Town Financial Blues


The town's financial mess was discussed last night at a nearly two hour meeting of a board appointed committee charged with understanding and recommending action to deal with the $170,000 deficit that threatens the fiscal integrity of the budget.

While it should be clear that a deficit of this magnitude requires immediate cuts in staff and spending, little more than talk seems to have been accomplished at the session which found Lou Cotrona as the most vocal critic of the current fiscal conditions.

You might think of the problem as Rome burning while the emperor fiddled. The town's deficit is so large that hard and deep cuts needed to be made months ago in order to both erase the deficit and prevent it from re-occurring or growing due to revenues being exceeded by expenses. Councilman Spain even expressed this at a town board meeting earlier this year and yet all the action has been talk, most of which occurs at these committee meetings which have little or no attendance by the public. At town board meetings you rarely hear talk about the deficit or how to deal with it.

The tough steps that need to be taken include more layoffs in town hall. The union in town hall has refused to sign a new contract and the talk is they won't agree because the contract would radically cut the outrageous health insurance buyout program that is pouring taxpayer funds into the pockets of folks who are greedily taking advantage of the program and abusing it's intent to save taxpayer dollars. At least two employees, a Fire Marshall who has a full time job in Troy and the Assessor, who is a Department Head and should not even be allowed in the union, are taking buyouts from insurance while receiving full public funded insurance from their employer in Troy or as a State retiree. That's Double Dipping", a newly popular term in town hall, and it costs taxpayers plenty. They, the union want another big payout next month and they are refusing to sign the new contract until they get it, adding to the town's deficit.

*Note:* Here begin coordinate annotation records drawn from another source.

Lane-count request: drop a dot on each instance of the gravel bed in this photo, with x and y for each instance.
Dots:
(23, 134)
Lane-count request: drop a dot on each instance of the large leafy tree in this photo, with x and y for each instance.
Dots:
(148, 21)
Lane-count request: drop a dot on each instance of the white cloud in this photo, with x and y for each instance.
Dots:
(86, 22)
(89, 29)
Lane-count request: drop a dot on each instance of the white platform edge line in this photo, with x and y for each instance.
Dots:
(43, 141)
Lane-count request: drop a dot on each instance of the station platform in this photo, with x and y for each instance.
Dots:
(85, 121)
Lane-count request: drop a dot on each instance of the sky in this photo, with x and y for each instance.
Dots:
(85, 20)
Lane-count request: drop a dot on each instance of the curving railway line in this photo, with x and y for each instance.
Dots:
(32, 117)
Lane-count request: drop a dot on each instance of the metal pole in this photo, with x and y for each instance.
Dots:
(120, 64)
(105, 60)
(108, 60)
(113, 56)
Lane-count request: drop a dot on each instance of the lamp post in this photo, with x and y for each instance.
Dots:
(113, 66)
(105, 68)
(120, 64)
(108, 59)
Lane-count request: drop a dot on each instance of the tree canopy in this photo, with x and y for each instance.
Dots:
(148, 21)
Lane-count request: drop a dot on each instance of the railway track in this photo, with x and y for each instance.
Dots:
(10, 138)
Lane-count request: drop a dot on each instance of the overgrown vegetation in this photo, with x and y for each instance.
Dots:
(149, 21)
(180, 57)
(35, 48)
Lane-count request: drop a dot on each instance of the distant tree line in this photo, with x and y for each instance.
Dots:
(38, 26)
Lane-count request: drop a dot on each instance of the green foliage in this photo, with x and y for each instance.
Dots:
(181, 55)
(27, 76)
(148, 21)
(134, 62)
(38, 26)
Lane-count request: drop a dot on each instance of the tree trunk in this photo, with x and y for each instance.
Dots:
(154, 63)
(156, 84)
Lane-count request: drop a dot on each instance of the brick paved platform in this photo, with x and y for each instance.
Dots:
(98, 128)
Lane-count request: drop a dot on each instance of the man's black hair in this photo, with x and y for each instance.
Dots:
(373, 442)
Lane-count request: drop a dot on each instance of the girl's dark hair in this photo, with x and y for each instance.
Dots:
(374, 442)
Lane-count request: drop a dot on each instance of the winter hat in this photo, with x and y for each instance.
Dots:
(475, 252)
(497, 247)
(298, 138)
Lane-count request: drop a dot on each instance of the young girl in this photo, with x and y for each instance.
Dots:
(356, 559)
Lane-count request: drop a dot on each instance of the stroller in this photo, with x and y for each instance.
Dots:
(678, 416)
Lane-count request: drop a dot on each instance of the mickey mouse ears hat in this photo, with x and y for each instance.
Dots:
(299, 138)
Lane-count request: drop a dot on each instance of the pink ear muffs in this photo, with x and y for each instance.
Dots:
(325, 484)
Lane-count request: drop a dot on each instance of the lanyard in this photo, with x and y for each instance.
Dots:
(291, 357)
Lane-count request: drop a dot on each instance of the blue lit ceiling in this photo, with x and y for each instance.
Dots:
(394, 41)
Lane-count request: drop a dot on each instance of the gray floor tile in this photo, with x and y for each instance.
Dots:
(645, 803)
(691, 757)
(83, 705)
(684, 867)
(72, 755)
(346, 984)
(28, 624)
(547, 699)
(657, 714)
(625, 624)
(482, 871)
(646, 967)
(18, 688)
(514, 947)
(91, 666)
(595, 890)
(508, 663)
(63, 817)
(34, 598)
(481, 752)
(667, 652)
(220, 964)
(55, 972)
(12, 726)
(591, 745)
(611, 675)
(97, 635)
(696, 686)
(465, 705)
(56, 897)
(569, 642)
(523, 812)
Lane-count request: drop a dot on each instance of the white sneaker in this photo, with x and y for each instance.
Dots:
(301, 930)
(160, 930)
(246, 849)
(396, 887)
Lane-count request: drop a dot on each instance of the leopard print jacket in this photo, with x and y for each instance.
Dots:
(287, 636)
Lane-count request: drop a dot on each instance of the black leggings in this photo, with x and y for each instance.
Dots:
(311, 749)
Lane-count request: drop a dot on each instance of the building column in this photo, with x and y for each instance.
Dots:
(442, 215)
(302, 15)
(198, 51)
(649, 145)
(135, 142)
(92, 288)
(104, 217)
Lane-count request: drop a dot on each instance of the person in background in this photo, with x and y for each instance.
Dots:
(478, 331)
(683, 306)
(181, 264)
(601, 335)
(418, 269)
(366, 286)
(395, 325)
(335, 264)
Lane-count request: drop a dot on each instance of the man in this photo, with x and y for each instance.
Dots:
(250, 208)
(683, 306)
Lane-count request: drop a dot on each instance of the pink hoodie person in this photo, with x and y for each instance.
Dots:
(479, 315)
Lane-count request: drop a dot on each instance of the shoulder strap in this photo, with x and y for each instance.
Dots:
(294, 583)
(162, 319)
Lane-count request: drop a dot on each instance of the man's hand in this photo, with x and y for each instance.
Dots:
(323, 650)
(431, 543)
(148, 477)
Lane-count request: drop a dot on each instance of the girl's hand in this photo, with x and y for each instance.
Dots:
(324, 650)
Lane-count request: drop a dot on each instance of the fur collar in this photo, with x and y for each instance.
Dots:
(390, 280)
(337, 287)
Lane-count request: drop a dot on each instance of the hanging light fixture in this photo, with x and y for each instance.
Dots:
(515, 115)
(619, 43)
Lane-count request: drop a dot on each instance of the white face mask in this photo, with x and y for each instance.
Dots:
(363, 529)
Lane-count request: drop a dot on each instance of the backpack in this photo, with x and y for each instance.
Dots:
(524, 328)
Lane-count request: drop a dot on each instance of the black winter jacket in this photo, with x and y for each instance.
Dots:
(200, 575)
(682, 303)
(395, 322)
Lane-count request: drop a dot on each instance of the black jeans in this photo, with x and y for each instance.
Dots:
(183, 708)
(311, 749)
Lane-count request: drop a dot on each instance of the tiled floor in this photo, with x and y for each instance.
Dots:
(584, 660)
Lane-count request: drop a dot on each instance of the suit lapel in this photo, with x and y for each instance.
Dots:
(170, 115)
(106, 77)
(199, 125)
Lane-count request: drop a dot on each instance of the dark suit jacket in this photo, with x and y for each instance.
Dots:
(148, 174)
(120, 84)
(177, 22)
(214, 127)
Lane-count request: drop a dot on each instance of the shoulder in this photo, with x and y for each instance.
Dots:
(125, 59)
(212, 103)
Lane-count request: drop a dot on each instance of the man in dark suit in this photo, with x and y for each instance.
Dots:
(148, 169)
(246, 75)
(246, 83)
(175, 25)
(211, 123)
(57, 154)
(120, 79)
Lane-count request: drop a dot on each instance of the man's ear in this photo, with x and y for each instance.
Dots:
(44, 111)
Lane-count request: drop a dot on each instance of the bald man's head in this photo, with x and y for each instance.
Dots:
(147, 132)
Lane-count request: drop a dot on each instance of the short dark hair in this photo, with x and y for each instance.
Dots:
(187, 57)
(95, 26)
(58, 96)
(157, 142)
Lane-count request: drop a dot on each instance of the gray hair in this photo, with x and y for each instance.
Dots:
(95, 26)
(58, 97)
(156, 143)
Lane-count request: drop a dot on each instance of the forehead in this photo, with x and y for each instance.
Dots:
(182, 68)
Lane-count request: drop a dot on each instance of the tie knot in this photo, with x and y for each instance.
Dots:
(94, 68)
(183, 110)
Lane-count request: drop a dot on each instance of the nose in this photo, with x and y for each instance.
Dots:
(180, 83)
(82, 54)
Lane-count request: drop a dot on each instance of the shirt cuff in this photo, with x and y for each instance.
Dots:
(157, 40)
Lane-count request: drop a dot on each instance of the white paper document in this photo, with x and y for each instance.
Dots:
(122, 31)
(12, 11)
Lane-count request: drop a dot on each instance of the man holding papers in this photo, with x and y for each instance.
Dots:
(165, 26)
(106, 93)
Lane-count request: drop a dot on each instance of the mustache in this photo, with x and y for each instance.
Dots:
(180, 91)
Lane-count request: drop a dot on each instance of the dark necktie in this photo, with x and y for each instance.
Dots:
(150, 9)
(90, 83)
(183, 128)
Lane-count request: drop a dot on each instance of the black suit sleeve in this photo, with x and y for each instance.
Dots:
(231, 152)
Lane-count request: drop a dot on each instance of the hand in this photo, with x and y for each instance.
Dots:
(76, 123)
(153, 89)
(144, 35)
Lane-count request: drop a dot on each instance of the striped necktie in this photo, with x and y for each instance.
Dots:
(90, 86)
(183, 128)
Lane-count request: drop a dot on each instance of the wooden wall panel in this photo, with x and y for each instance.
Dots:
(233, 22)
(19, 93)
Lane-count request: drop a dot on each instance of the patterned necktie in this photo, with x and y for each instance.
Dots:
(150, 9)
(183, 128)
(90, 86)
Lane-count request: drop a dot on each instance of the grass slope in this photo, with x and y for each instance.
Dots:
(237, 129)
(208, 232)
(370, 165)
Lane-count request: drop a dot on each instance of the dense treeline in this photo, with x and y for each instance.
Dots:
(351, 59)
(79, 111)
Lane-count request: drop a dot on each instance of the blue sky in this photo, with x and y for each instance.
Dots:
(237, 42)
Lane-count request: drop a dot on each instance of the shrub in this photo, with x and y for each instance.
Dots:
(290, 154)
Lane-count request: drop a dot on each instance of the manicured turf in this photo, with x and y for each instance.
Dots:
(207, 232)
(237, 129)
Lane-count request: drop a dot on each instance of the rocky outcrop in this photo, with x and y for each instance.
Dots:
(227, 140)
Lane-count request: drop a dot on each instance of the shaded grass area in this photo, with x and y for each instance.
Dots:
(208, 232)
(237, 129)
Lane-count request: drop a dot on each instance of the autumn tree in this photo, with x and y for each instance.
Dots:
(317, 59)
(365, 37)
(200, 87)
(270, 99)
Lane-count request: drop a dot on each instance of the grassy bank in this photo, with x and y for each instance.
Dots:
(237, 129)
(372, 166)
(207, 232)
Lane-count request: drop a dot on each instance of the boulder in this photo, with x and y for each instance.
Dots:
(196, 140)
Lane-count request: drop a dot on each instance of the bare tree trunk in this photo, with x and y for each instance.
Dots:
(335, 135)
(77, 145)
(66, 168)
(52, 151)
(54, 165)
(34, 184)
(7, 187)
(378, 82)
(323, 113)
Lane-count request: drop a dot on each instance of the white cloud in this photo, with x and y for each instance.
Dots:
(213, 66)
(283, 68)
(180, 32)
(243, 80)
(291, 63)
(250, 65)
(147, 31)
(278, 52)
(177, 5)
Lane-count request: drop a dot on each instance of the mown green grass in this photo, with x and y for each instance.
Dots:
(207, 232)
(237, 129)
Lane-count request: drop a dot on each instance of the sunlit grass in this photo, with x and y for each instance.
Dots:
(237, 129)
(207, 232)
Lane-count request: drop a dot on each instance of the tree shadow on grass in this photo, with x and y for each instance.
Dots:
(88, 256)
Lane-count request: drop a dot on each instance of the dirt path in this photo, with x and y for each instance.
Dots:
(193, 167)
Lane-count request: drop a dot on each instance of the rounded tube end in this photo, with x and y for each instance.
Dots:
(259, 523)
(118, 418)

It's high time the union gave back and shared the sacrifices. With the State talking furloughs and layoffs to deal with its deficit, North Greenbush employees should read the tea leaves and the Town Board should get tough by announcing immediate layoffs to offset the loss of revenues from another buyout payment. Sadly the Town Board has not acted to cut, not even the job of a full time utilities inspector whose $45,000 job was created to inspect Water 14 still on the payroll.

So the Town Board fiddles for nearly five months while the deficit grows. Talk is cheap and action requires a kind of political courage no one on the board has yet demonstrated.